The tables have a row format, and the table number 2 is an sparse Matrix, which the number of elements are given for the table number 1.
I already did a try, but it is 3 times slower than my approach using C++.
Here is the code
global void Jacobi_Kernel(unsigned int *d_neigh, unsigned int *d_numNeigh, float *d_meas, float *d_results) // add for the submatrix
{
int Node = blockIdx.x;
unsigned int numData = d_numNeigh[Node];
float Sum = 0;
if (Node < NUM_NODES && Node > 0){
unsigned int temp = d_numNeigh[Node - 1];
numData -= temp;
for (unsigned int i = 0; i < numData; i ++)
{
Sum += d_meas[d_neigh[i + temp] - 1];
}
}
if (Node == 0){
for (unsigned int i = 0; i < numData; i ++)
{
Sum += d_meas[d_neigh[i] - 1];
}
}
if (Node < NUM_NODES)
d_results[Node] = Sum / numData;
}
Hope you can give some advices to improve my code.
The big drawback with this sort of problem on the GPU is the unpredictable memory access patterns, which makes achieving anything resembling coalesced memory access very hard indeed. I generally work with structured continuum meshes, which makes life considerably easier, so I haven’t tried to do this for unstructured meshes, but textures spring immediately to mind. If you bind the node quantities to textures, and use texture reads, you might get a considerable improvement because there is caching and textures tend to work well for spatially coherent data, which is what you have here (or can have if you do some preliminary spatial ordering of the nodes or graph partitioning on the mesh). If you take some shared memory as an output buffer, you should also be able coalesce the writes as well.
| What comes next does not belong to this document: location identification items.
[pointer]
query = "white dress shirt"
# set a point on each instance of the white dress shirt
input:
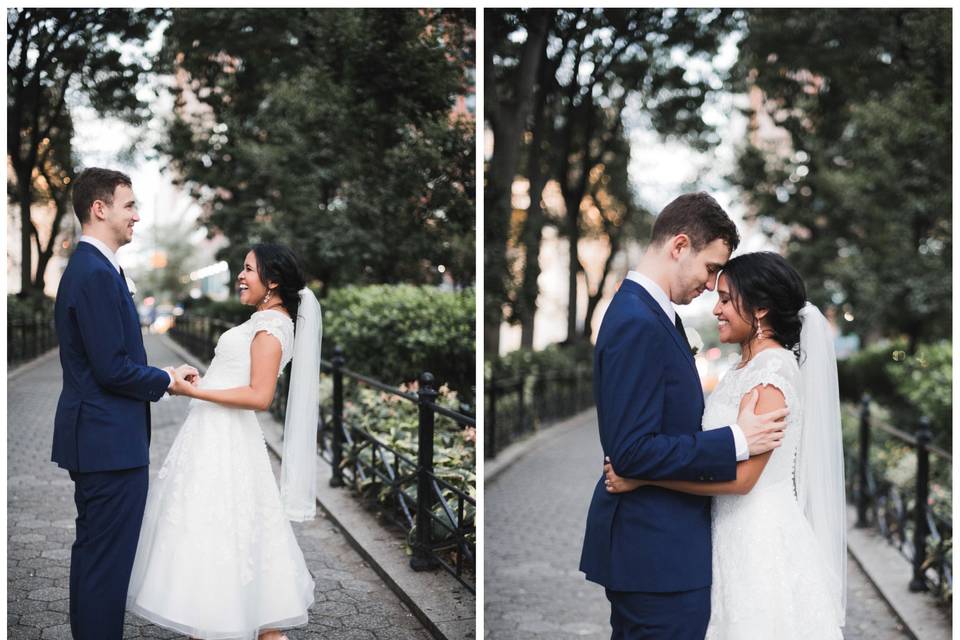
(112, 257)
(661, 297)
(104, 249)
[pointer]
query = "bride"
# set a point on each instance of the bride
(217, 557)
(779, 537)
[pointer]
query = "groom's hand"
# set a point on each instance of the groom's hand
(188, 373)
(763, 432)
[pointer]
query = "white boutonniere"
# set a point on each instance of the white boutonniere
(696, 342)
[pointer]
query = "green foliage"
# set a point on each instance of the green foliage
(866, 372)
(392, 333)
(556, 357)
(863, 188)
(330, 131)
(925, 381)
(395, 333)
(394, 422)
(908, 386)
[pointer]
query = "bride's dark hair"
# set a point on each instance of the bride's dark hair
(277, 263)
(764, 280)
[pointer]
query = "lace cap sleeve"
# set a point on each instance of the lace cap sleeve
(777, 368)
(280, 327)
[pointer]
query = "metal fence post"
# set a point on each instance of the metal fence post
(422, 557)
(862, 496)
(491, 418)
(336, 479)
(918, 583)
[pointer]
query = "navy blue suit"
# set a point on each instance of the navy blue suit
(651, 547)
(102, 435)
(Disclaimer: these are only ideas, I have no proof of concept that they would actually work).
I have no idea what FEM solver is… but your code is absolutly not coalesced (even before what avidday is talking about)
for example:
int Node = blockIdx.x;
unsigned int numData = d_numNeigh[Node];
the code above makes all threads in a block read the same value. You should do something like this:
__shared__ unsigned int smNumData; // This will replace the numData variable...
if ( 0 == threadIdx.x )
smNumData = d_numNeigh[Node];
__syncthreads();
// Now all your threads have the correct value...
same goes for those lines - all should read to shared memory and share between the threads…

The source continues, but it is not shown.